Time-resolved Ultrafast Interatomic Coulombic Decay in Superexcited Sodium-doped Helium Nanodroplets

TL;DR

This study investigates ultrafast interatomic Coulombic decay (ICD) in superexcited sodium-doped helium nanodroplets using time-resolved XUV spectroscopy, revealing multiple decay channels, their time scales, and environmental influences on ICD efficiency.

Contribution

It provides the first detailed time-resolved analysis of ICD channels in superfluid helium nanodroplets doped with sodium, highlighting environmental effects and collective excitation influences.

Findings

ICD channels occur within ~1 ps, mainly influenced by droplet environment.

A periodic modulation suggests bubble oscillation around excited helium.

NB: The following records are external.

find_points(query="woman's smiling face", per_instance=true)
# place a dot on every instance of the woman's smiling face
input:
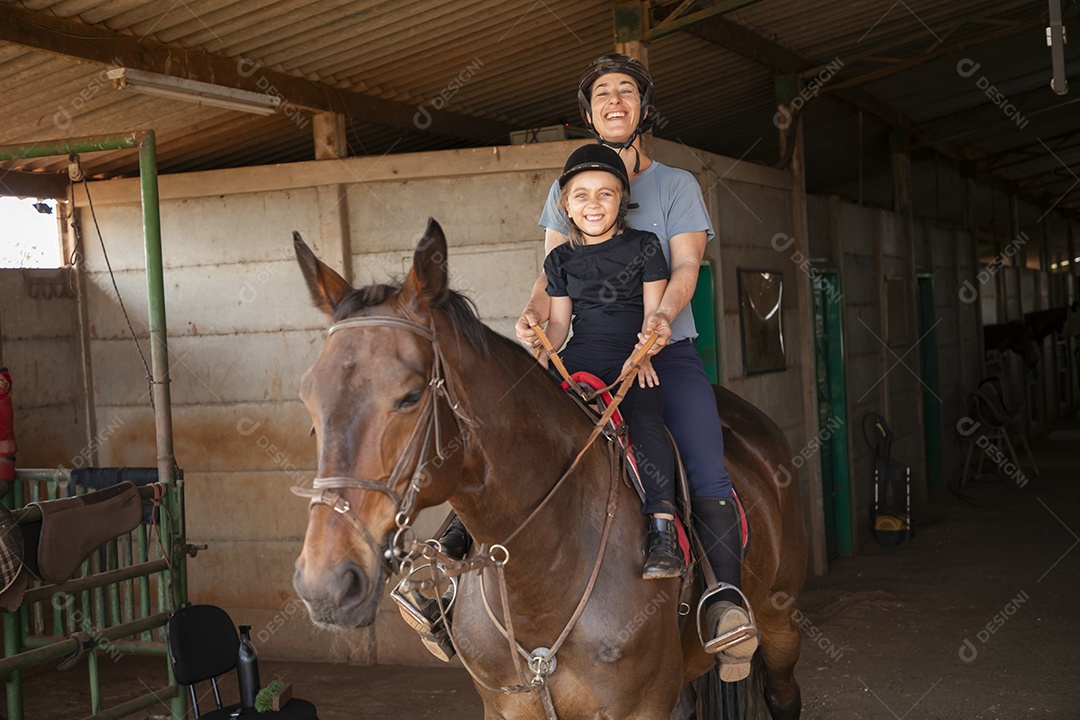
(616, 106)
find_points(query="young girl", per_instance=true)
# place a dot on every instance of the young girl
(608, 279)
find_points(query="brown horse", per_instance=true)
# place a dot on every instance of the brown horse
(402, 361)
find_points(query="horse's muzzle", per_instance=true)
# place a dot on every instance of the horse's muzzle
(342, 595)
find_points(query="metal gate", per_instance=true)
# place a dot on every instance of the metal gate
(124, 593)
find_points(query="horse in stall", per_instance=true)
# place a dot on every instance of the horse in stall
(1015, 336)
(406, 366)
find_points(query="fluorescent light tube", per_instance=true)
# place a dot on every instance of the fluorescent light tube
(193, 91)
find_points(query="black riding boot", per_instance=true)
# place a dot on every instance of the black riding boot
(664, 556)
(716, 521)
(729, 632)
(456, 541)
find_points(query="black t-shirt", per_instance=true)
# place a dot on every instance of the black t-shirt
(605, 281)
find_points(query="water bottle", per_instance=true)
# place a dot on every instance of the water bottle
(247, 669)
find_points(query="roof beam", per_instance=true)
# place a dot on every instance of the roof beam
(894, 67)
(743, 41)
(70, 39)
(18, 184)
(682, 17)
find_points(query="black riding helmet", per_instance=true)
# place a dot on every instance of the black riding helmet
(594, 157)
(626, 65)
(603, 159)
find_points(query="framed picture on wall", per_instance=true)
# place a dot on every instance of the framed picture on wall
(760, 313)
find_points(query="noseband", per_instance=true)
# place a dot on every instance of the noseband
(415, 454)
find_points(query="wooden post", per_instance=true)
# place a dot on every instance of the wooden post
(329, 138)
(786, 87)
(329, 135)
(971, 222)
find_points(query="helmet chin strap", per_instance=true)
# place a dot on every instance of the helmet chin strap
(619, 147)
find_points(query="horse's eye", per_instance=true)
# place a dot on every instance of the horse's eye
(409, 401)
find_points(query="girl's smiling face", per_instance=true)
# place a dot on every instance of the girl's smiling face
(593, 204)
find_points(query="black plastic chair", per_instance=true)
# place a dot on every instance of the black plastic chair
(203, 646)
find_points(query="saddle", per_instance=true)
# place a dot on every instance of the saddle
(72, 528)
(685, 527)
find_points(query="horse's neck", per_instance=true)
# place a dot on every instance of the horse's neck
(525, 437)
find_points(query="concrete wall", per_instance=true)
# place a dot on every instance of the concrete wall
(41, 347)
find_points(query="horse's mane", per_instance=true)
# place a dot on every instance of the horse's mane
(458, 308)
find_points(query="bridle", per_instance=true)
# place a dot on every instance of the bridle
(416, 454)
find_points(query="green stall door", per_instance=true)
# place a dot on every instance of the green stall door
(832, 413)
(704, 316)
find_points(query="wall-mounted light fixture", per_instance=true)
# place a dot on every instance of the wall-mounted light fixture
(193, 91)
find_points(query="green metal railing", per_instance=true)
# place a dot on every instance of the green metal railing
(119, 586)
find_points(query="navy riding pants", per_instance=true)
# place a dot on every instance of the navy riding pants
(692, 418)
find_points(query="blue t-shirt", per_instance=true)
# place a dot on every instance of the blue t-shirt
(669, 203)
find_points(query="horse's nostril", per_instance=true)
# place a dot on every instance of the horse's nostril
(348, 587)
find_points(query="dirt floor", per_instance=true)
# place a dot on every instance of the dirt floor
(974, 619)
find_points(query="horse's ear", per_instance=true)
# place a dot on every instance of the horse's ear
(427, 281)
(327, 287)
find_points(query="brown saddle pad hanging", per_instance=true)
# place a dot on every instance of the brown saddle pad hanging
(72, 528)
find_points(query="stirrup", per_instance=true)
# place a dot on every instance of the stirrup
(732, 637)
(434, 635)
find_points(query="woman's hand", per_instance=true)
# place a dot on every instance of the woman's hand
(660, 324)
(525, 334)
(647, 376)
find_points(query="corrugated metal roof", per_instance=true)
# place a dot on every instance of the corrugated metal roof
(517, 63)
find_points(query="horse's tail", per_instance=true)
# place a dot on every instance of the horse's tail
(732, 701)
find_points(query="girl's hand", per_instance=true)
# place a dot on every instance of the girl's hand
(660, 324)
(646, 375)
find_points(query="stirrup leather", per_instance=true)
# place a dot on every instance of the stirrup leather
(433, 633)
(732, 637)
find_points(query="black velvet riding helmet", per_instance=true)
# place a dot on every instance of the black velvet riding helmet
(598, 158)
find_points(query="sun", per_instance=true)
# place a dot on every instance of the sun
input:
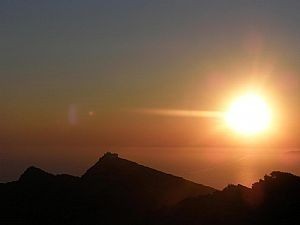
(248, 115)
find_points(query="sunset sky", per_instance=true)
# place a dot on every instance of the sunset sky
(77, 74)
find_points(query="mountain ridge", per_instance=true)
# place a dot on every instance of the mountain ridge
(117, 191)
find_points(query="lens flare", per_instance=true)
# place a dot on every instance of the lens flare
(248, 115)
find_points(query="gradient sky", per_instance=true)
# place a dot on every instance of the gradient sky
(72, 71)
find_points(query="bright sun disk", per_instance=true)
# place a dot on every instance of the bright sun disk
(248, 115)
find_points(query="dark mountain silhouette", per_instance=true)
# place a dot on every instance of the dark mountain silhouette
(274, 200)
(117, 191)
(113, 191)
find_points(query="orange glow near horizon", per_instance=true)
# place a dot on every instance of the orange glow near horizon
(249, 115)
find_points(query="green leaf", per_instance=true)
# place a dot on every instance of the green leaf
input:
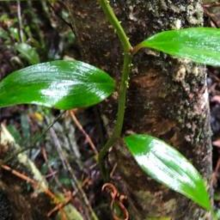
(59, 84)
(201, 45)
(28, 52)
(166, 165)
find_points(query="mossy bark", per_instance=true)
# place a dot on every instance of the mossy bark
(167, 97)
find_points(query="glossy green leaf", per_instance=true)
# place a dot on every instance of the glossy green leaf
(59, 84)
(28, 52)
(166, 165)
(201, 45)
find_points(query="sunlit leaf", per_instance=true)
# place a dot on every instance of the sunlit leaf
(28, 52)
(201, 45)
(59, 84)
(166, 165)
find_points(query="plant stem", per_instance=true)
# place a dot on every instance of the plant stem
(106, 7)
(127, 63)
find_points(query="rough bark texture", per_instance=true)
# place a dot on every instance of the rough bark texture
(167, 97)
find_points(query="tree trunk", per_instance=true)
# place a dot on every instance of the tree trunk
(167, 97)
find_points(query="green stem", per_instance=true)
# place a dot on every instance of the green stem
(127, 63)
(106, 7)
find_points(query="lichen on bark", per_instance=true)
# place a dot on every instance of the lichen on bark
(167, 97)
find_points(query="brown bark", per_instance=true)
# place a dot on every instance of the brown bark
(167, 97)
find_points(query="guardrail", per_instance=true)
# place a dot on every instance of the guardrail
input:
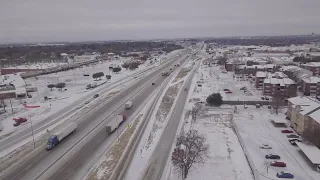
(254, 171)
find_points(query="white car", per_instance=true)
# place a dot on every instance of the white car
(265, 146)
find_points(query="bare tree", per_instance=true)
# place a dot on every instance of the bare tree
(196, 111)
(191, 150)
(277, 101)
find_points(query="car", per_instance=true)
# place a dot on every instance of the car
(272, 156)
(278, 164)
(293, 136)
(286, 131)
(265, 146)
(285, 175)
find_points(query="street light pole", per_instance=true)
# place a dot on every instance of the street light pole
(34, 144)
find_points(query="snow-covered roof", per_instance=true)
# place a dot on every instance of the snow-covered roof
(312, 64)
(311, 151)
(281, 82)
(261, 74)
(311, 79)
(14, 79)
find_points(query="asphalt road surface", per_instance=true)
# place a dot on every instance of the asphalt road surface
(52, 119)
(91, 132)
(161, 152)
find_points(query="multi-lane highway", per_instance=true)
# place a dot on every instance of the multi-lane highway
(65, 160)
(162, 151)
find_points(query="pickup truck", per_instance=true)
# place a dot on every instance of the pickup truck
(57, 137)
(115, 123)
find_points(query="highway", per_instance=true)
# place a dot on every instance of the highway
(162, 151)
(54, 118)
(90, 135)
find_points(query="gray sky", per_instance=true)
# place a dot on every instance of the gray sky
(80, 20)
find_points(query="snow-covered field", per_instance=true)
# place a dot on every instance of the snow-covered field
(76, 84)
(226, 159)
(256, 127)
(214, 79)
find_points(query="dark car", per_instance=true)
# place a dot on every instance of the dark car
(293, 136)
(286, 131)
(272, 156)
(285, 175)
(278, 164)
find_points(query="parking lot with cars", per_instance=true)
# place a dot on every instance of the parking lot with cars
(271, 146)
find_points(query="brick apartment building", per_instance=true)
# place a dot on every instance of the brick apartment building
(314, 67)
(253, 69)
(310, 86)
(273, 83)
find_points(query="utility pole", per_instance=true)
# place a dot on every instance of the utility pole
(11, 105)
(34, 144)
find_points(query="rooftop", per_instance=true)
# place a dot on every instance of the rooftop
(312, 79)
(311, 151)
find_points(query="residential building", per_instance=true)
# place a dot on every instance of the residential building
(298, 110)
(310, 86)
(314, 67)
(285, 87)
(304, 113)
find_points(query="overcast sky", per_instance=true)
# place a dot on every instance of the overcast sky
(83, 20)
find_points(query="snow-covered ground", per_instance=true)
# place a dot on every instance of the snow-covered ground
(215, 79)
(256, 127)
(226, 159)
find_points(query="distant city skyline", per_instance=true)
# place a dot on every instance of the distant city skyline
(43, 21)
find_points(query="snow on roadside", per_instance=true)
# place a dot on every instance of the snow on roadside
(109, 162)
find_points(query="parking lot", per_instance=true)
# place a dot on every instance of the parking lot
(256, 127)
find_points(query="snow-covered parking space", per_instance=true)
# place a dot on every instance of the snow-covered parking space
(226, 159)
(215, 79)
(256, 127)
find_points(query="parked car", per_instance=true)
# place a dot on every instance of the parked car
(293, 136)
(272, 156)
(286, 131)
(278, 164)
(19, 120)
(284, 175)
(265, 146)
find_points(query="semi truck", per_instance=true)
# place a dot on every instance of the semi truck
(128, 105)
(115, 123)
(57, 137)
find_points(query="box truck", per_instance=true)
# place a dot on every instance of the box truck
(57, 137)
(128, 105)
(114, 123)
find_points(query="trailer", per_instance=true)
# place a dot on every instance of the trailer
(57, 137)
(115, 123)
(128, 105)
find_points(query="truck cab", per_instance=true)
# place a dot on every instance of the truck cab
(52, 142)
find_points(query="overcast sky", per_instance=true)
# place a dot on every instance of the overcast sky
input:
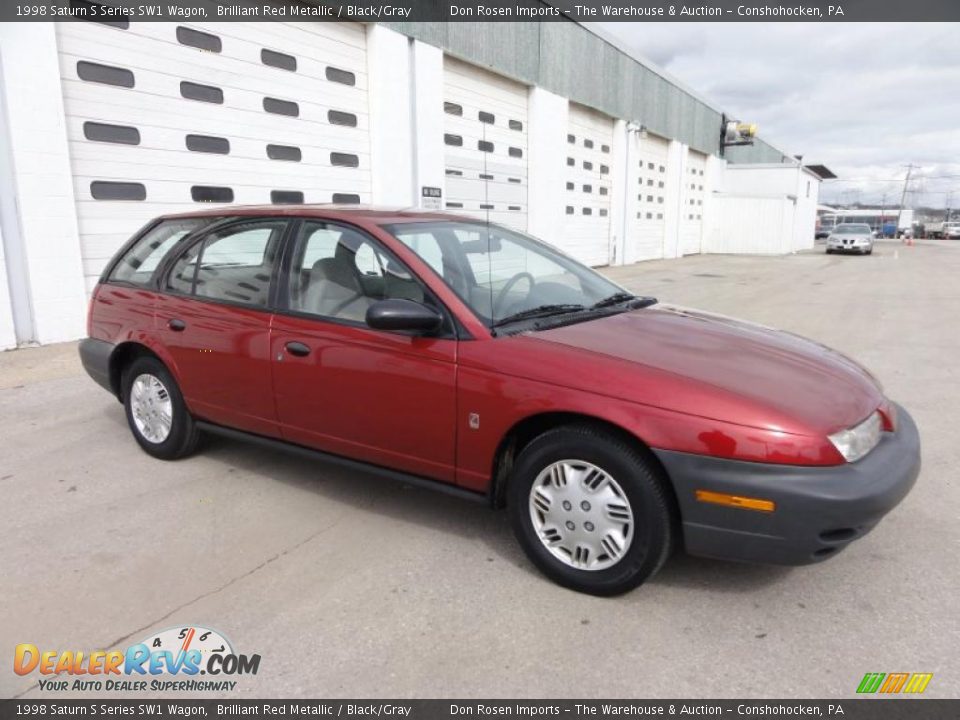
(862, 99)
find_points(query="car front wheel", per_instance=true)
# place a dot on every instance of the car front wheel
(591, 511)
(156, 412)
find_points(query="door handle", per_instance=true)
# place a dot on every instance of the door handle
(297, 348)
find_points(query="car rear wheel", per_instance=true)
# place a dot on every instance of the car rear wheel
(590, 510)
(156, 413)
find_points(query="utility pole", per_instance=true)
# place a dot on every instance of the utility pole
(883, 207)
(903, 197)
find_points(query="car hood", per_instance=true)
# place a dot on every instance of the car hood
(722, 368)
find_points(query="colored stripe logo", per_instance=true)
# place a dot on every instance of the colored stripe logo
(891, 683)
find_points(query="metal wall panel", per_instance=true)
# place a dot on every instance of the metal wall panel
(485, 144)
(569, 60)
(588, 186)
(139, 149)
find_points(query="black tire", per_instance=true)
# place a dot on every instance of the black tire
(183, 434)
(641, 481)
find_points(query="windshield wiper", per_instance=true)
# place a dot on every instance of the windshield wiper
(614, 299)
(634, 302)
(539, 311)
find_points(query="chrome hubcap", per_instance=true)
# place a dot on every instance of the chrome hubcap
(581, 515)
(151, 408)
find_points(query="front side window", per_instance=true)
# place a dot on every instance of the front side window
(338, 272)
(139, 262)
(232, 265)
(853, 230)
(499, 273)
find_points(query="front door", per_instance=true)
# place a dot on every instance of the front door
(382, 397)
(214, 318)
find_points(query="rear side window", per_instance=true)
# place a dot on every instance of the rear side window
(140, 261)
(232, 265)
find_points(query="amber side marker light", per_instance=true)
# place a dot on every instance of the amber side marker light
(736, 501)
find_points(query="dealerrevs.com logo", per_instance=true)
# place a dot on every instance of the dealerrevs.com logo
(171, 660)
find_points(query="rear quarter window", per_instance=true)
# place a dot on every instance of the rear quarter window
(139, 262)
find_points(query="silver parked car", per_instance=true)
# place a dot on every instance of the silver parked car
(851, 237)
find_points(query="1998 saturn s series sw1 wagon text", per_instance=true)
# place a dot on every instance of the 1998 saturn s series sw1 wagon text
(454, 353)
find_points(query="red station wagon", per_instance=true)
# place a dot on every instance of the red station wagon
(461, 355)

ICD efficiency depends on total excited states, indicating collective effects.

Abstract

The autoionization dynamics of superexcited superfluid He nanodroplets doped with Na atoms is studied by extreme-ultraviolet (XUV) time-resolved electron spectroscopy. Following excitation into the higher-lying droplet absorption band, the droplet relaxes into the lowest metastable atomic $1s2s$ $^{1,\,3}$S states from which Interatomic Coulombic Decay (ICD) takes places either between two excited He atoms or between an excited He atom and a Na atom attached to the droplet surface. Four main ICD channels are identified and their time constants are determined by varying the delay between the XUV pulse and a UV pulse that ionizes the initial excited state and thereby quenches ICD. The time constants for the different channels all fall in the range $\sim$1~ps indicating that the ICD dynamics are mainly determined by the droplet environment. A periodic modulation of the transient ICD signals is tentatively attributed to the oscillation of the bubble forming around the localized He excitation. The ICD efficiency depends on the total number of excited states in a droplet rather than the density of excited states pointing to a collective enhancement of ICD.